Gruchow and Brandenberg have come to know Minnesota and Minnesotans better than I ever may. On the other hand, I have begun to consider Minnesota home, in the way that Gruchow writes about. In that vein, I'm hoping that of the thirty-three percent uncertain, 32% can't make up their minds about the identified tradeoffs and less than 1% just don't care. Even that 1% would be too many in my opinion. Minnesotans should be a communty that doesn't suffer confusion of the hive.

The Bees

By Bruce Mackinnon
One day the bees start wandering off, no one knows why.   

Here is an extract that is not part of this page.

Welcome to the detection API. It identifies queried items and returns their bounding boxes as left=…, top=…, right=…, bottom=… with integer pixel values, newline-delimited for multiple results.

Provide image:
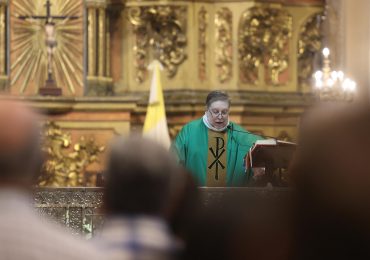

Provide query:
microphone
left=226, top=124, right=278, bottom=141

First one doesn’t come back, and then another and another,   
until those who are supposed to stay and guard the hive, those   
who are making the royal jelly and feeding it to the queen,   
those who form different parts of the great brain, must   
put down what it is they are doing and go off in search—   
having no choice, not if the hive is going to survive,   
and where do they go, each one vanishing, never to be seen   
again, off wandering in the wilderness, having forgotten   
how, forgotten what it was they were after, what it was   
that gave meaning, having known it at one time, now   
a veil drawn. Is it that each one is a cell, a brain cell,   
and now they’re failing one by one, plaque to Alzheimer’s,   
or the way the cells in the esophagus will begin to mimic   
the stomach if the acid is too intense, if you’re sleeping   
and the valve won’t close, a lifetime of eating and drinking   
the wrong things, those cells compensating, trying   
their best, but opening the door to those other cells,   
the wild ones, the ones that call those bees, out there,   
somewhere, lost, having nowhere to return at night,   
their search for nectar fruitful, their small saddlebags full,   
but no one to go home to, no home, no memory of home,   
it’s as if they’d stumbled into some alternate world,   
one looking like ours but just a glass width different,   
just a fraction of sunlight different, the patient waking up,   
finding herself wandering, someone leading her back   
to bed, but there is no bed. Confusion of the hive,   
they call it, and the hive dies, each bee goes down,   
each light goes out, one by one, blinking out all over town,   
seen from a great height as the night ages, darkens,   
as you’re parked in your car with your own true love,   
until it’s just you two and the stars, until it’s just you.